Finally caught a break, which means it’s time to write another post. Today’s post is about a new river I got to paddle called the Contoocook, or Took for short. Overall, a very fun stretch of river flowing right through the town of Henniker, NH. My friends and I enjoyed the section right above, a class III-IV- 3 mile run. So here’s the brief synopsis.
The Took is about an hour and forty-five minutes northwest of Boston, and fortunately this river had an easy, quick shuttle. The river itself reminded me a lot of a meatier version of the Pigeon, in North Carolina. The Took was at a little over 8 feet, on the lower end, but not bony and still a lot of fun. This river is definitely meant for the play boat, full of fun surfs and holes. Oh, and only ONE rapid is made up of an old dam! I couldn’t believe it, only one old dam rapid at a New England river.
As fun as it was, honestly the Took had only one rapid, Freight Train, that I could really remember. It was the last rapid, and labeled a class IV, though I’d give it a class IV- at that level (maybe a III+). The gist of this rapid is to watch for holes to either slide between or just punch through. It’s also a good spot for eddy hopping. After that, calm water slowly takes you to the takeout right behind the main road bridge.
The Little Extras of Boating
My favorite part to the day was probably actually the two times we saw deer galloping through the forest. The first time, two of them sprinted gracefully along the shore line, with small pauses to gaze back at us and each other before they continued on their way. The other time, we saw three climbing the steep slope from the road down to the riverbank. This time, we were lucky to be on the same side of the river as the deer so we got a closer look at them.

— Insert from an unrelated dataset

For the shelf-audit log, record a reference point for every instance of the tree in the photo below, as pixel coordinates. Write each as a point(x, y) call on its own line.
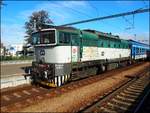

I was so content to just sit there in my boat and watch them wonder away from the river, and the moment made me really happy to be a boater for reasons other than plowing through a technical or big rapid. Though seeing deer run through the forest is nothing new for a lot of people, seeing it from something as natural as the river, not from the side of the street behind the glass of a window, gave me a better sense of the deer than I believe I ever had before. Yet another reason to love the world we live in.